Unless you’re an attentive investor or you work in the industry, you may not realise that Coca-Cola isn’t just one giant corporation; it’s a system of almost 275 independent small companies connected to The Coca-Cola Company.
Coca-Cola VP of Innovation and Entrepreneurship David Butler writes in his book “Design to Grow: How Coca-Cola Learned to Combine Scale and Agility (and How You Can Too),” cowritten with Linda Tischler, that under this franchise model, “when it wants to scale fast, it can.”
It began in 1899 when two Tennessee lawyers, Benjamin F. Thomas and Joseph B. Whitehead, approached Coke’s chairman Asa Griggs Candler and asked if he would let them bottle Coke. The drink was sold as a syrup that retailers would mix with soda water, but it wasn’t typical to drink cola on the go or bring it into the home.
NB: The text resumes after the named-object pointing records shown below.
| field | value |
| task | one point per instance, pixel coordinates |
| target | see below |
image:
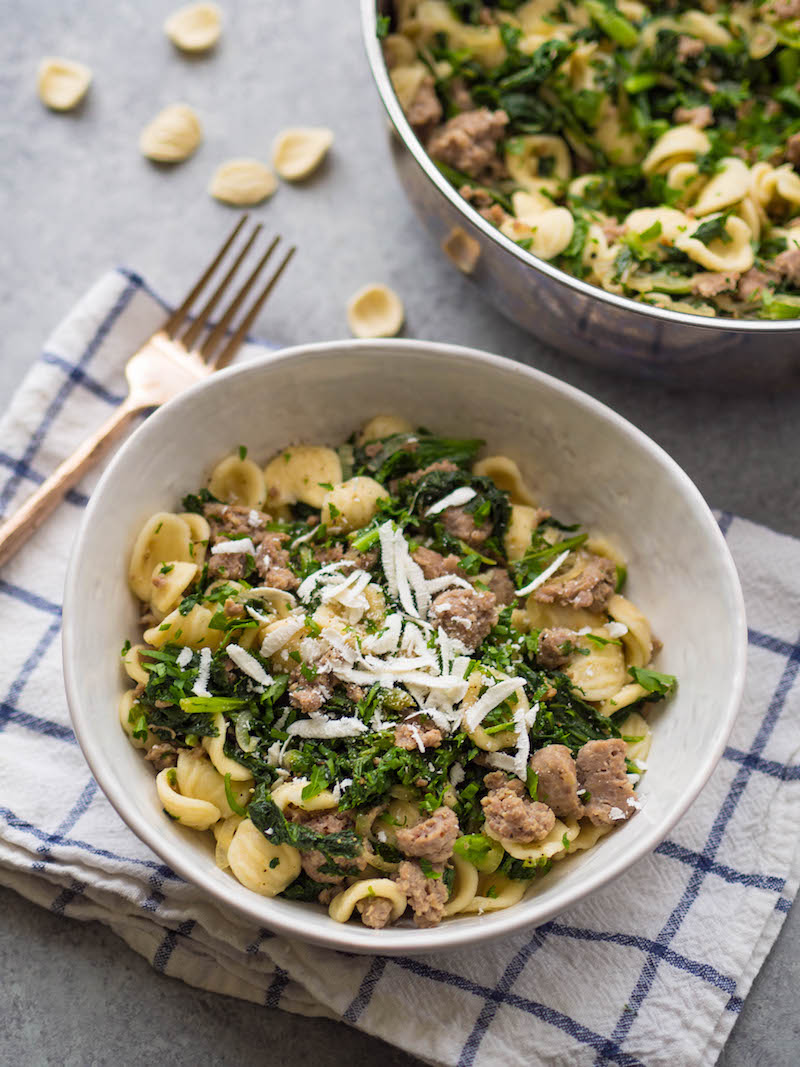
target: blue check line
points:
(701, 862)
(670, 928)
(558, 1019)
(26, 596)
(164, 951)
(24, 471)
(80, 377)
(24, 826)
(490, 1008)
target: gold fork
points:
(171, 361)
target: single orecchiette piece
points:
(344, 904)
(506, 893)
(259, 865)
(188, 811)
(291, 793)
(190, 631)
(164, 538)
(352, 504)
(194, 28)
(242, 181)
(600, 674)
(736, 254)
(678, 143)
(461, 250)
(301, 473)
(376, 311)
(506, 474)
(169, 582)
(238, 481)
(465, 886)
(62, 83)
(172, 136)
(383, 426)
(133, 666)
(223, 832)
(298, 152)
(216, 749)
(198, 778)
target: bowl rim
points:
(392, 940)
(412, 143)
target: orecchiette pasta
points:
(405, 677)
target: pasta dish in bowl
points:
(381, 685)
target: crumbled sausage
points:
(460, 523)
(699, 117)
(601, 767)
(793, 150)
(468, 142)
(374, 911)
(555, 648)
(466, 615)
(225, 520)
(591, 589)
(511, 814)
(427, 896)
(431, 840)
(272, 562)
(436, 566)
(406, 734)
(689, 48)
(558, 780)
(712, 283)
(497, 582)
(788, 266)
(425, 110)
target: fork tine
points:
(233, 346)
(221, 329)
(191, 335)
(179, 314)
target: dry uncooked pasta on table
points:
(385, 679)
(651, 149)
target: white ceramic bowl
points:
(586, 462)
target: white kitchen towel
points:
(652, 970)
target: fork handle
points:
(17, 529)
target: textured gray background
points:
(76, 198)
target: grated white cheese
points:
(454, 499)
(249, 664)
(321, 727)
(277, 638)
(457, 775)
(491, 699)
(184, 657)
(201, 683)
(237, 547)
(544, 575)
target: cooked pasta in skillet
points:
(385, 678)
(652, 149)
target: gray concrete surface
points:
(76, 198)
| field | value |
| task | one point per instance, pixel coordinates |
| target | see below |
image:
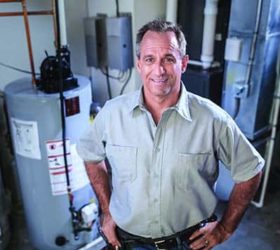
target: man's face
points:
(160, 65)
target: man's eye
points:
(169, 60)
(148, 60)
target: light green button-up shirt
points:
(163, 176)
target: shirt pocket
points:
(123, 161)
(194, 169)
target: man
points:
(163, 145)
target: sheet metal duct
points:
(251, 54)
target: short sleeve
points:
(237, 153)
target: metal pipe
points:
(253, 45)
(29, 44)
(29, 13)
(62, 23)
(171, 10)
(270, 148)
(209, 28)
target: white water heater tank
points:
(35, 125)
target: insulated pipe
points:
(62, 23)
(171, 10)
(210, 17)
Candler decided to hand over the bottling rights for just a dollar, which he never collected, because he was content with maintaining the rights to the syrup.
This marked the beginning of what the company internally calls The Coca-Cola System, a franchise partnership with bottlers that allowed the brand to truly take off.
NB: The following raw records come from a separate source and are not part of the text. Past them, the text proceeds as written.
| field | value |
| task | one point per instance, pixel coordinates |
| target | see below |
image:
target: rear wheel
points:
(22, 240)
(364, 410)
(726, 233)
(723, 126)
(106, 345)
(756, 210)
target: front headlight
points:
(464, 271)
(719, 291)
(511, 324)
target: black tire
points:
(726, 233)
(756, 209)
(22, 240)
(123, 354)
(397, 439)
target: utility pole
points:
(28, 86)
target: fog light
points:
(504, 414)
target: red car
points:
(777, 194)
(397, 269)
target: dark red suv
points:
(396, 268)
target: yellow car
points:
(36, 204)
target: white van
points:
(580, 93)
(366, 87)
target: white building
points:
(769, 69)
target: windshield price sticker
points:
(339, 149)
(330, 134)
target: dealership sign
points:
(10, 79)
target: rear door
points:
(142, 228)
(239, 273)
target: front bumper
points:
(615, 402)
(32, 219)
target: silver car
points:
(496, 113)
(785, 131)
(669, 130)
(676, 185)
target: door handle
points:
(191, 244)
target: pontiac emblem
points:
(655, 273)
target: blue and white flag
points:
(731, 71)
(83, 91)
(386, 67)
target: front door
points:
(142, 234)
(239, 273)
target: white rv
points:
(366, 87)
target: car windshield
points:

Many of these bottlers are public companies with significant revenues, like Coca-Cola Consolidated Bottling Co., Coca-Cola Enterprises, and Coca-Cola Bottling Company United. The franchise model allows The Coca-Cola Company to avoid costs associated with manufacturing, storage, and distribution.
In 2013, The Coca-Cola Company updated its franchise model in the US and Canada when it split its North American operations into Coca-Cola North America and Coca-Cola Refreshments. The latter made an agreement with several major American bottlers where it expanded the bottlers’ territory but took ownership of their production assets.
That means that The Coca-Cola Company is now determining ways to simultaneously control more of its business than it previously had while giving more responsibilities to its most significant bottlers.
“This model has allowed the company to leverage global brands but remain very local,” Butler writes. “And this is what drives its ability to execute.”